Beijing, China — 2031
Lin Hao had never believed in miracles.
At twenty-two, he owned nothing beyond a narrow dormitory bed, a second-hand phone, and a lifetime of silence. Orphaned at ten, raised in a government shelter, and surviving on scholarships and part-time work, he had long since learned a simple truth:
The world did not care.
And neither did he.
At least, that was what he told himself.
Outside his dormitory window, rain fell over Beijing without pause.
For five consecutive days, it had not stopped.
At first, the city welcomed it.
Students danced beneath it. Office workers posted smiling photos online, calling it a "blessing from heaven." Farmers in the outskirts praised the sky. The air felt cleaner. The skyline shimmered silver beneath endless rainfall.
But Lin Hao noticed something others did not.
There was no thunder.
No lightning.
No wind.
The rain fell evenly—perfectly—as if measured.
Day Six brought the cold.
The temperature dropped sharply despite it being late spring. The rain grew heavier, thicker. News outlets began speaking in careful tones:
"Unusual atmospheric behavior."
"Temporary communication interference."
"Citizens are advised to remain calm."
Birds began falling from the sky.
Stray dogs barked at empty air.
By the morning of Day Seven—
The network collapsed.
No signal.
No internet.
No emergency broadcast.
Lin Hao stared at his phone screen until it went dark.
There was no one to call.
No parents waiting.
No family checking on him.
He set the phone down quietly.
The dormitory felt smaller than usual.
The air felt heavy.
Oppressive.
Then—
The rain stopped.
Not gradually.
Not naturally.
It ceased instantly, as if the sky had been turned off.
Silence swallowed the city.
And in that silence—
A voice emerged.
It did not echo through speakers.
It did not vibrate the walls.
It spoke directly into his mind.
Deep. Ancient. Indifferent.
"Primitive Record activated."
There was no explanation.
No comfort.
No command.
Only declaration.
Then the pressure vanished.
For a single heartbeat, Beijing stood still.
And then—
Screams erupted from the corridor.
From downstairs.
From every direction.
Lin Hao rose from his bed slowly.
Not because he was brave.
But because he refused to be helpless.
He opened the dormitory door.
The hallway was chaos.
A student lay on the ground, convulsing violently. Dark veins spread across his neck like cracks in glass. His pupils were dilated, empty.
The boy's head snapped upward.
And he lunged.
Lin Hao did not think.
His body moved before fear could freeze him.
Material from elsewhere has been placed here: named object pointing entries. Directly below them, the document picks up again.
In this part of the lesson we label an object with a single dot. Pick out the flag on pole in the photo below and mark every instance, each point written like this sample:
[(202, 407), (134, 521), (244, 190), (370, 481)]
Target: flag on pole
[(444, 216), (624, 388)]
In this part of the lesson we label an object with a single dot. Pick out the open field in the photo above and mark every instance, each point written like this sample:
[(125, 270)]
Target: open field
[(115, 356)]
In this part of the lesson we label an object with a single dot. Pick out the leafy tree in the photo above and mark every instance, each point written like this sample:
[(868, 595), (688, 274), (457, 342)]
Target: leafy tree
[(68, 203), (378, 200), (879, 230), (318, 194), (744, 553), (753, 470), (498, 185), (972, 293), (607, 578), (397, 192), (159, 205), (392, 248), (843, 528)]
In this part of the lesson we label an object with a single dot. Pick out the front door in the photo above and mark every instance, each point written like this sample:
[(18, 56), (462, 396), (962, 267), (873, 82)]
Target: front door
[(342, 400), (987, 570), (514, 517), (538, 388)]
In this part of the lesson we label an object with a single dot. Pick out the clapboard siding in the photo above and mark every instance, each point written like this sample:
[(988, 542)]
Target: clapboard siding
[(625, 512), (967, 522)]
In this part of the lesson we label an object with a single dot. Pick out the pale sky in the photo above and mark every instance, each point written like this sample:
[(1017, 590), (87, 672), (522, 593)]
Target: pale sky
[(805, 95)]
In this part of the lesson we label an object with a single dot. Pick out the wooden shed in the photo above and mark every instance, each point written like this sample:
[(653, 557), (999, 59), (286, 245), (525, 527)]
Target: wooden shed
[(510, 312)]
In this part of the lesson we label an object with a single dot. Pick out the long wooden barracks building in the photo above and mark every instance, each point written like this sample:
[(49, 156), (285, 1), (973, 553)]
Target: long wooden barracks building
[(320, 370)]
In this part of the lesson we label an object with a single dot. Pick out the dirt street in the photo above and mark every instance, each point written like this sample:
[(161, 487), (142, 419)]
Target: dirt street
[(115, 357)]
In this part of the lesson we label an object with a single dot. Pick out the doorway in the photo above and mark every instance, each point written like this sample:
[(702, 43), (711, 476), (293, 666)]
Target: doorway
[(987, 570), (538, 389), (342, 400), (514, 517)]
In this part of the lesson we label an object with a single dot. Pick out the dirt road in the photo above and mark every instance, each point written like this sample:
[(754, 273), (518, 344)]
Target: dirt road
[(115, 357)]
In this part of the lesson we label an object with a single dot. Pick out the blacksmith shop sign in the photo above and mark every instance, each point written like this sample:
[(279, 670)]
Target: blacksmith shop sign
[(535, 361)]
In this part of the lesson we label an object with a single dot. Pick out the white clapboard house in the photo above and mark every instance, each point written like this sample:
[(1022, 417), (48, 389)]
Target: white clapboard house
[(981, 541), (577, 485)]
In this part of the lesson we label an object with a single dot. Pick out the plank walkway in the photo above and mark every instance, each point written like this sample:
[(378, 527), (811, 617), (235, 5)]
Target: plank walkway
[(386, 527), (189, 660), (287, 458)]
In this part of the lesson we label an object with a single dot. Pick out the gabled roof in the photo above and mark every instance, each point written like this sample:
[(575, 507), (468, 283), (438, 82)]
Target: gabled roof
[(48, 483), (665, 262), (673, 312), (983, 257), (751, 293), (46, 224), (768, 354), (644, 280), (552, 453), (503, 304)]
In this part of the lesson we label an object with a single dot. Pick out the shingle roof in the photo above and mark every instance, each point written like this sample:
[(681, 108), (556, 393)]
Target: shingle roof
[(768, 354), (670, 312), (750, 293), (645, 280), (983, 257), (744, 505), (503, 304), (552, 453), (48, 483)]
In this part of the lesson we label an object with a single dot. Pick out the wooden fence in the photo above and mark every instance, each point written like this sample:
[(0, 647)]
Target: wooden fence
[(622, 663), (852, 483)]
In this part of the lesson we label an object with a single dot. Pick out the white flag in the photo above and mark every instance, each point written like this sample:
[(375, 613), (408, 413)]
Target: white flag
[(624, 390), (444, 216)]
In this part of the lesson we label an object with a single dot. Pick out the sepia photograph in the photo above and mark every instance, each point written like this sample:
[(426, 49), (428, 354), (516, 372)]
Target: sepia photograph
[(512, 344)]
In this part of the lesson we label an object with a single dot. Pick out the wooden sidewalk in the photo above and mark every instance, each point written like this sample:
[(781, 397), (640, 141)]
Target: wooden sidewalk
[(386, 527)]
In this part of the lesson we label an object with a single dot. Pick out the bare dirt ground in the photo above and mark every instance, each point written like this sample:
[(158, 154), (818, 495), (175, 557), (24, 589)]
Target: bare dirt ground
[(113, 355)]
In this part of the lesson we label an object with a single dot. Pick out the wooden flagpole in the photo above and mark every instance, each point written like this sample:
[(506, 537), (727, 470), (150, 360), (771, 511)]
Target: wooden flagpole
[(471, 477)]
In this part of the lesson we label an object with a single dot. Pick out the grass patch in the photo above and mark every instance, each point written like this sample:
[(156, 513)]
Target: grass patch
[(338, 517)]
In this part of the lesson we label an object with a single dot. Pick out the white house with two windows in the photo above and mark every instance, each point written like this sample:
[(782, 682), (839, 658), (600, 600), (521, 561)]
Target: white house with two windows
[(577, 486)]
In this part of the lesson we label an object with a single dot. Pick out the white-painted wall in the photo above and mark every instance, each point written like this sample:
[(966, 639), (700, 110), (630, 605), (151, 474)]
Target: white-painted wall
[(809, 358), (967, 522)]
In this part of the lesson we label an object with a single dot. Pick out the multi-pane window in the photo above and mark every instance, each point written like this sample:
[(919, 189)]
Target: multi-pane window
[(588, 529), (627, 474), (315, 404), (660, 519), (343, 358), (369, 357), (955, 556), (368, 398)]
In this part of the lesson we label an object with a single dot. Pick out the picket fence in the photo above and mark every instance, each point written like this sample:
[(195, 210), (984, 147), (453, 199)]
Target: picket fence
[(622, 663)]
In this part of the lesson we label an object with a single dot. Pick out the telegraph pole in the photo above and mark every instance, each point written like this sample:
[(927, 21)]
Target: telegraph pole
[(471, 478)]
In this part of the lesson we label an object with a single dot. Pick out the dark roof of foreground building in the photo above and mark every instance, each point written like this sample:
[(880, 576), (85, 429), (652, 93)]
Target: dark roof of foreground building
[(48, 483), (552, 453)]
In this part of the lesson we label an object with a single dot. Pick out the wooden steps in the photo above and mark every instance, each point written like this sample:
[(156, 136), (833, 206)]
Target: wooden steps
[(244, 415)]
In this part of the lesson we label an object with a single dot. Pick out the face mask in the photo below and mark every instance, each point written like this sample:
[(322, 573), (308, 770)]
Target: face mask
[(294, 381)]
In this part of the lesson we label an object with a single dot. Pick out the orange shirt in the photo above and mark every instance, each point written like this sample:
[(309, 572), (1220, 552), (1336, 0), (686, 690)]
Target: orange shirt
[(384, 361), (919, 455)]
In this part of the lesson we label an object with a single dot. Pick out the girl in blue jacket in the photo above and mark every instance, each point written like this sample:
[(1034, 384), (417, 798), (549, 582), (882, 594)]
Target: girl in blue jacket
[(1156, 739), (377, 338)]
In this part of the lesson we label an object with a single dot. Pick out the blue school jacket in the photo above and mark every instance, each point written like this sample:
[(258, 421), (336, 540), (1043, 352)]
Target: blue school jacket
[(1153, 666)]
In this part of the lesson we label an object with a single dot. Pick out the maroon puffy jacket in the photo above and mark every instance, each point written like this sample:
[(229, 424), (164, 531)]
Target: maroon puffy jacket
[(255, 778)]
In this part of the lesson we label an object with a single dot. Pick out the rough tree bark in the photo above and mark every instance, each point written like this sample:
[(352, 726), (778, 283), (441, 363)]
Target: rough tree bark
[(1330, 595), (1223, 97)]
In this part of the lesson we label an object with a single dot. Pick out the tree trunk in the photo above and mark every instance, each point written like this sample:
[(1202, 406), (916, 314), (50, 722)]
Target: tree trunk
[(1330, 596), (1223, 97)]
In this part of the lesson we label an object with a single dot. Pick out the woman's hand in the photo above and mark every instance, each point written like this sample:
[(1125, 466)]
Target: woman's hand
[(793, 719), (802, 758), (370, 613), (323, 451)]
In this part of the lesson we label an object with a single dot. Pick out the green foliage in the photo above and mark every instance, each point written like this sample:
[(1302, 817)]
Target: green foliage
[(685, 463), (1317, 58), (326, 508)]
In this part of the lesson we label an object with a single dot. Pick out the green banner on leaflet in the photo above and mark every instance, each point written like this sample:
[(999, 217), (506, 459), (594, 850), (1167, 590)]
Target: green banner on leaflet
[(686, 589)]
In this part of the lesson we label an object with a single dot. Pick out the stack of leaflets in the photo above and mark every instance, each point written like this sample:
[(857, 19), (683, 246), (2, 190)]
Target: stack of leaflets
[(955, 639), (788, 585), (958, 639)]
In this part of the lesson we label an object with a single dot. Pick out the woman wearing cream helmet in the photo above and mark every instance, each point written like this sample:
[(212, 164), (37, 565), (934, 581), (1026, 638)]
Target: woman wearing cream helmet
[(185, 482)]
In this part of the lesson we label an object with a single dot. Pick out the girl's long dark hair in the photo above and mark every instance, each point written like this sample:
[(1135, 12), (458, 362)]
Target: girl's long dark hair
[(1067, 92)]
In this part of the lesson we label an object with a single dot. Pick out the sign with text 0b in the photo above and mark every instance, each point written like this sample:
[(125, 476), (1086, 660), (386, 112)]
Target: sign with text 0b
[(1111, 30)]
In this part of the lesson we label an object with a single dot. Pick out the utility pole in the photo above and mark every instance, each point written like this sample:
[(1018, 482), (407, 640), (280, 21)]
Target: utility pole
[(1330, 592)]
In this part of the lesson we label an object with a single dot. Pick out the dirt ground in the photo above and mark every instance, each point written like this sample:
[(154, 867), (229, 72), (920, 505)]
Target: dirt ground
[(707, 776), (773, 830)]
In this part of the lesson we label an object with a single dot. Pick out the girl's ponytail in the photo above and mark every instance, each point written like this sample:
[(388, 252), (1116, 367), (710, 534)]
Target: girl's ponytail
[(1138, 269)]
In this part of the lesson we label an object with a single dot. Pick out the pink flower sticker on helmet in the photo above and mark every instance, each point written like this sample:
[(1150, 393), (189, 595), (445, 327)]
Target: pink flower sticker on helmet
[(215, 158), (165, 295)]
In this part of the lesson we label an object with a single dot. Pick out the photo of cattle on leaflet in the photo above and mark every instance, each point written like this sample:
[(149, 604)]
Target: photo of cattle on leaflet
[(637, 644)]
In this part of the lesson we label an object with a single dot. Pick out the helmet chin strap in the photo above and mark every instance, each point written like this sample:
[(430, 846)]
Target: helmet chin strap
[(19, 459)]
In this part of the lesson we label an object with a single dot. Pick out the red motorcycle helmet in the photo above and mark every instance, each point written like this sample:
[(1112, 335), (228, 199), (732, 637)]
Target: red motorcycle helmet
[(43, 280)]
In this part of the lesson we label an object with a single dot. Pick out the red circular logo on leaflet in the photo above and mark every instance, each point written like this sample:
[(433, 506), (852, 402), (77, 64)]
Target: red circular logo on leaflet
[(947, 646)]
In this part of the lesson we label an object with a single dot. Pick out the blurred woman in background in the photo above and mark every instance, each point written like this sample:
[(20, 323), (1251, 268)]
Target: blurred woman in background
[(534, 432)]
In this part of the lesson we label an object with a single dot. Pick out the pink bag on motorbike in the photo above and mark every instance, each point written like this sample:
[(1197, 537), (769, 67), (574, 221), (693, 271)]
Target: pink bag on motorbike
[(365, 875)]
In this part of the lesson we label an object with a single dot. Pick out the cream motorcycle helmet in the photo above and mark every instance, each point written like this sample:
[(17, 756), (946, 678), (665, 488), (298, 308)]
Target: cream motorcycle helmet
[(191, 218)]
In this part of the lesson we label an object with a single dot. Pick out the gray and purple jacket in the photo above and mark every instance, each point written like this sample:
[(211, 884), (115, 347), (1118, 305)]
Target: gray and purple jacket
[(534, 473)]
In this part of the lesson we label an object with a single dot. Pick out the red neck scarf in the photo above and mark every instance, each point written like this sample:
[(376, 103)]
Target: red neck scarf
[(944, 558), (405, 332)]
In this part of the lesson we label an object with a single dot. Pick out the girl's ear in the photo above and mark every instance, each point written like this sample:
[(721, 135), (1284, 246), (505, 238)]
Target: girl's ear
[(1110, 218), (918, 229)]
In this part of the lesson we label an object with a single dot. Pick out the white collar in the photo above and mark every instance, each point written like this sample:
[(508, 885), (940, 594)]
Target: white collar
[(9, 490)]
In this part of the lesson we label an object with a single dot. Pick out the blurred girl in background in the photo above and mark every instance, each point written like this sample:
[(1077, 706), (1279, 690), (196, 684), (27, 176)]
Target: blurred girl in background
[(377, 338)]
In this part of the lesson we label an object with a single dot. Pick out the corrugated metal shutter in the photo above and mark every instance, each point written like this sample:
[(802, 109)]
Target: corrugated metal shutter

He grabbed the fire extinguisher mounted beside the door.
One strike.
The impact echoed against concrete.
The creature did not fall.
Second strike.
Bone cracked.
Third—
Silence.
The body collapsed.
Blood pooled slowly across the tiles.
Lin Hao stood frozen.
His breathing ragged.
His hands shaking violently.
He had killed someone.
No—
Something.
Then—
Warmth surged through his chest.
Not heat.
Not pain.
Energy.
And the voice returned.
Clearer now.
Closer.
"Welcome to the Primitive Record."
The world would never be the same again.